On 5th February, Version 2.41 of the CCA was made available on IBM's website. Version 2.41 includes fixes specifically designed to prevent the attack described on this website, and some of the related weaknesses described in my paper "Attacks on Cryptoprocessor Transaction Sets".
The major modification to the transaction set is the separation of duty between confidentiality and integrity assurance for clear loading of symmetric keys. The old modes of operation for Key_Part_Import were FIRST, MIDDLE, and LAST. New modes of operation ADD and COMPLETE have been created. The party responsible for testing the integrity of a key (using Key_Test) can now use the COMPLETE mode, which does not permit modification of the key being tested.
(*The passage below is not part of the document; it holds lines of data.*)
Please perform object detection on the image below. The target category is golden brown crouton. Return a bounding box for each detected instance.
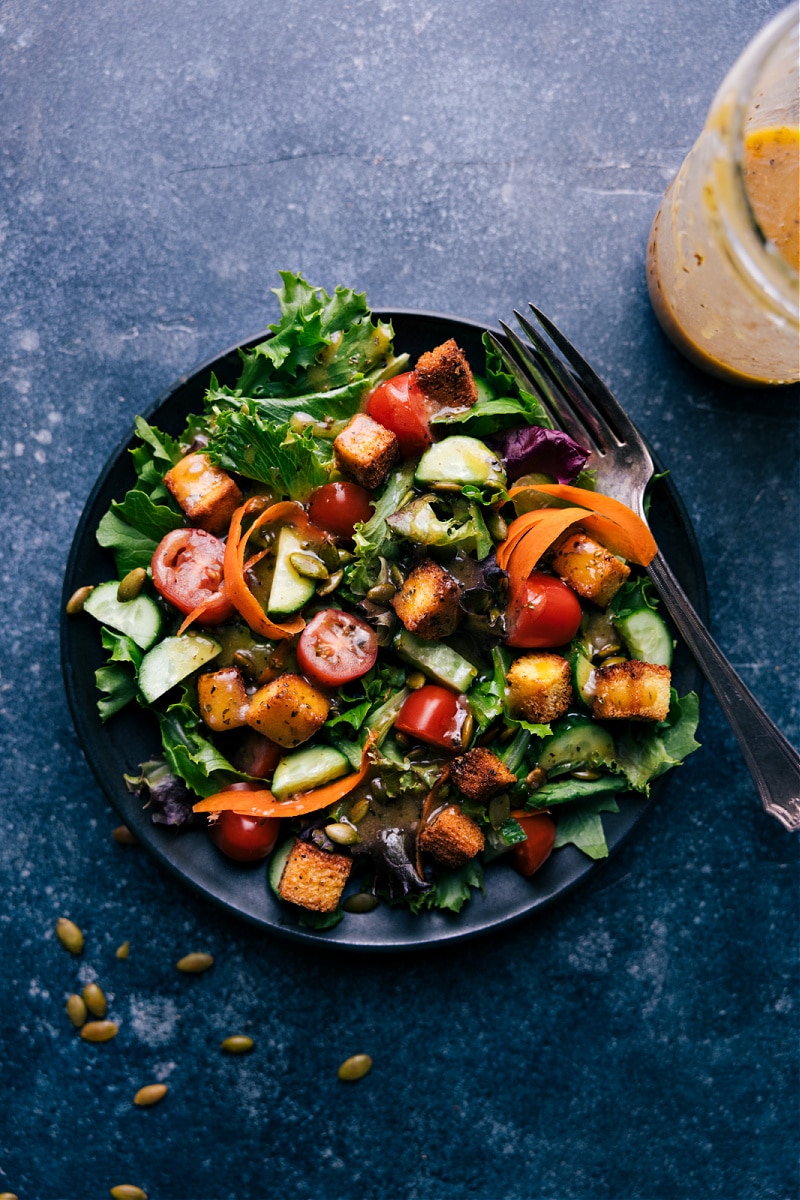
[418,804,485,869]
[412,339,479,412]
[246,673,330,747]
[391,559,462,640]
[197,667,250,732]
[450,747,517,803]
[551,531,631,608]
[334,413,399,489]
[506,653,573,724]
[591,659,671,721]
[278,839,352,913]
[164,452,243,534]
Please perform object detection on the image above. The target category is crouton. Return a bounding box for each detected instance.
[334,413,399,489]
[278,839,352,913]
[551,531,631,608]
[197,667,249,732]
[450,747,517,803]
[591,659,671,721]
[412,339,479,412]
[418,804,485,869]
[246,672,329,747]
[506,653,573,724]
[164,452,243,534]
[391,559,462,640]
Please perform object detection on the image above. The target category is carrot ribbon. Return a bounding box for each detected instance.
[222,499,309,640]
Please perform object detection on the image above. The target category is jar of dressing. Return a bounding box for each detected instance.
[647,5,799,385]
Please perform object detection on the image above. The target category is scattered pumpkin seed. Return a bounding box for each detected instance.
[342,893,379,914]
[80,1020,119,1043]
[112,825,137,845]
[134,1083,168,1107]
[525,767,547,790]
[0,1193,20,1200]
[109,1187,148,1200]
[115,941,130,960]
[316,568,343,597]
[83,982,107,1018]
[56,917,84,955]
[336,548,355,566]
[66,994,88,1028]
[406,671,427,690]
[117,567,147,602]
[65,585,94,615]
[484,511,509,542]
[337,1053,373,1081]
[176,952,214,973]
[289,551,329,580]
[348,797,370,824]
[221,1035,254,1054]
[389,563,405,589]
[325,822,361,846]
[366,582,396,606]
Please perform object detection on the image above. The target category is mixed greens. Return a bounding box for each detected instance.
[78,272,700,928]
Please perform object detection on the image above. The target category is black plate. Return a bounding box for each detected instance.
[61,311,708,952]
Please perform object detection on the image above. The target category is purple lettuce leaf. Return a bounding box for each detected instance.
[488,425,589,485]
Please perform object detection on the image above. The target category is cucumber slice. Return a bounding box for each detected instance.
[414,436,506,488]
[614,608,673,666]
[271,745,350,799]
[138,634,221,703]
[569,648,596,706]
[268,838,295,899]
[267,525,317,617]
[83,580,162,650]
[538,717,616,777]
[394,630,477,692]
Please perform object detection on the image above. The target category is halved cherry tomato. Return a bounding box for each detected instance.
[505,571,583,648]
[366,372,432,457]
[296,609,378,687]
[395,684,469,750]
[151,528,234,625]
[509,813,557,877]
[208,798,281,862]
[308,482,374,540]
[227,731,282,780]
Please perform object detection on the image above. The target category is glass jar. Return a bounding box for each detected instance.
[646,5,799,385]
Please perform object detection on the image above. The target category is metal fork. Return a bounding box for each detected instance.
[490,305,800,831]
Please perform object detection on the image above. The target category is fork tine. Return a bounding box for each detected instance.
[486,329,561,431]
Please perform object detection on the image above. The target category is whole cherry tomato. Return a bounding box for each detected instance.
[505,571,583,648]
[297,609,378,687]
[208,807,280,862]
[308,482,374,540]
[366,372,432,458]
[151,527,234,624]
[509,813,557,877]
[395,684,469,750]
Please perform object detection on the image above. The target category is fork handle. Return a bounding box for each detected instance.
[648,552,800,830]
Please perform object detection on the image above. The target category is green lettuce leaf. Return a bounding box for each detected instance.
[408,859,484,914]
[155,692,253,798]
[207,410,335,500]
[614,690,700,793]
[553,794,620,859]
[96,510,160,576]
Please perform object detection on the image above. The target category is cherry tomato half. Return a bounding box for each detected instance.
[296,609,378,687]
[151,527,234,624]
[308,482,374,541]
[505,571,583,648]
[227,731,282,780]
[509,813,557,877]
[366,372,432,458]
[395,684,469,750]
[208,804,280,863]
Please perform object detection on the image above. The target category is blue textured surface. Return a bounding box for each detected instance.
[1,2,798,1199]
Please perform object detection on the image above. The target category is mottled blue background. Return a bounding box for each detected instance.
[1,2,798,1198]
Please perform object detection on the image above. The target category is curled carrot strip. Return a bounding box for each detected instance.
[223,500,308,639]
[193,736,377,820]
[529,483,657,566]
[499,508,590,591]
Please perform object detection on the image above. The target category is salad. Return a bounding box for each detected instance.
[73,272,700,929]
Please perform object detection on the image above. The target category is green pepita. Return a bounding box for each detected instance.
[176,952,214,973]
[80,1020,119,1043]
[366,582,396,606]
[348,797,370,824]
[112,825,138,845]
[316,568,344,597]
[109,1187,148,1200]
[56,917,84,955]
[484,511,509,542]
[288,551,329,581]
[325,822,361,845]
[65,585,94,615]
[115,941,130,960]
[134,1083,168,1107]
[221,1035,254,1054]
[406,671,427,690]
[83,982,107,1018]
[66,993,88,1028]
[342,893,379,914]
[117,567,147,602]
[337,1053,373,1081]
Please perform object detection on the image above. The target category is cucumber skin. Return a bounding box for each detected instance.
[83,580,162,650]
[138,634,221,704]
[414,435,505,487]
[268,839,294,898]
[614,608,673,667]
[395,630,477,692]
[537,718,615,775]
[271,745,350,799]
[267,526,316,617]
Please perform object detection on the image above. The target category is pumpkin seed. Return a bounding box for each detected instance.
[83,982,107,1018]
[289,551,329,581]
[221,1035,254,1054]
[342,893,379,914]
[316,568,343,597]
[56,917,84,955]
[66,993,88,1028]
[571,767,604,781]
[336,548,355,566]
[117,567,147,602]
[80,1020,119,1043]
[0,1193,20,1200]
[337,1053,373,1081]
[599,655,628,668]
[176,952,214,973]
[366,582,396,606]
[115,941,130,960]
[525,767,547,790]
[484,511,508,542]
[65,585,94,615]
[112,825,137,845]
[348,797,370,824]
[109,1187,148,1200]
[406,671,426,690]
[325,822,361,846]
[134,1083,168,1107]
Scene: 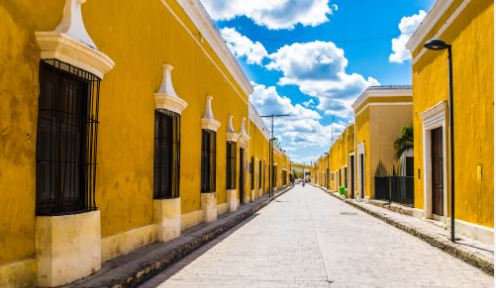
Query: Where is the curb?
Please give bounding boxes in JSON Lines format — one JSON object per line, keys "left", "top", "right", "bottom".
{"left": 68, "top": 186, "right": 293, "bottom": 288}
{"left": 314, "top": 185, "right": 494, "bottom": 275}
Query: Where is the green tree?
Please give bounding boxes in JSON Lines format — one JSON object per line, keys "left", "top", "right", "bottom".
{"left": 394, "top": 125, "right": 413, "bottom": 159}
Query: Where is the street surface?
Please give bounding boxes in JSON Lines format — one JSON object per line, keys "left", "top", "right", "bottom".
{"left": 140, "top": 185, "right": 493, "bottom": 288}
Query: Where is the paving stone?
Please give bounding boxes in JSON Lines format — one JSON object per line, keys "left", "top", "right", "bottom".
{"left": 141, "top": 186, "right": 493, "bottom": 287}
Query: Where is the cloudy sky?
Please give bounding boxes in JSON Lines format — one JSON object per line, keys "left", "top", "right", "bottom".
{"left": 200, "top": 0, "right": 434, "bottom": 164}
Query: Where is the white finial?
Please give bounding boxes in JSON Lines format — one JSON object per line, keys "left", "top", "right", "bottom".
{"left": 240, "top": 117, "right": 248, "bottom": 137}
{"left": 157, "top": 64, "right": 178, "bottom": 98}
{"left": 154, "top": 64, "right": 188, "bottom": 114}
{"left": 55, "top": 0, "right": 96, "bottom": 48}
{"left": 201, "top": 96, "right": 220, "bottom": 131}
{"left": 227, "top": 115, "right": 235, "bottom": 134}
{"left": 203, "top": 96, "right": 215, "bottom": 120}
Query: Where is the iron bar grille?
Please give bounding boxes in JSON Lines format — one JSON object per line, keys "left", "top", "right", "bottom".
{"left": 36, "top": 59, "right": 100, "bottom": 216}
{"left": 282, "top": 170, "right": 287, "bottom": 185}
{"left": 226, "top": 141, "right": 237, "bottom": 189}
{"left": 250, "top": 157, "right": 254, "bottom": 190}
{"left": 258, "top": 160, "right": 262, "bottom": 189}
{"left": 201, "top": 130, "right": 216, "bottom": 193}
{"left": 272, "top": 166, "right": 277, "bottom": 187}
{"left": 154, "top": 110, "right": 180, "bottom": 199}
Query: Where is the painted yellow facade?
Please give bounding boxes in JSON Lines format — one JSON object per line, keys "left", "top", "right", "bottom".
{"left": 0, "top": 0, "right": 291, "bottom": 286}
{"left": 352, "top": 87, "right": 413, "bottom": 199}
{"left": 407, "top": 0, "right": 493, "bottom": 242}
{"left": 328, "top": 124, "right": 354, "bottom": 196}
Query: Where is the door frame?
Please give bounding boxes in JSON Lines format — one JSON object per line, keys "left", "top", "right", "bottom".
{"left": 349, "top": 152, "right": 355, "bottom": 198}
{"left": 421, "top": 101, "right": 448, "bottom": 223}
{"left": 357, "top": 143, "right": 365, "bottom": 198}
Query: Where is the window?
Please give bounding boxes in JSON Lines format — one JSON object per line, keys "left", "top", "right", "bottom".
{"left": 226, "top": 141, "right": 237, "bottom": 189}
{"left": 154, "top": 110, "right": 180, "bottom": 199}
{"left": 282, "top": 170, "right": 287, "bottom": 185}
{"left": 250, "top": 157, "right": 254, "bottom": 190}
{"left": 344, "top": 167, "right": 348, "bottom": 188}
{"left": 201, "top": 130, "right": 216, "bottom": 192}
{"left": 36, "top": 59, "right": 100, "bottom": 215}
{"left": 258, "top": 161, "right": 262, "bottom": 189}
Several changes have been made to the semantics of Key_Part_Import, and the symmetric key inport and export commands to prevent type changes between replicate and non-replicate keys during import, and to prevent export of non-replicate keys under replicate keys. Extra access control points have been created which disable the fixes in order to permit upgrade to version 2.41 for reasons other than security.
The CCA is a much safer product now that no single individual can damage the integrity of the key material. The attack described on the descrack website no longer works, as the specification level faults it relied on have been addressed. Note that some of the security-related fixes in release 2.41 relate to implementation faults; these were not exploited by the attacks described on this site, and have no direct connection with them, but presumably came to light as a consequence of the closer examination of the CCA code that followed the publicity.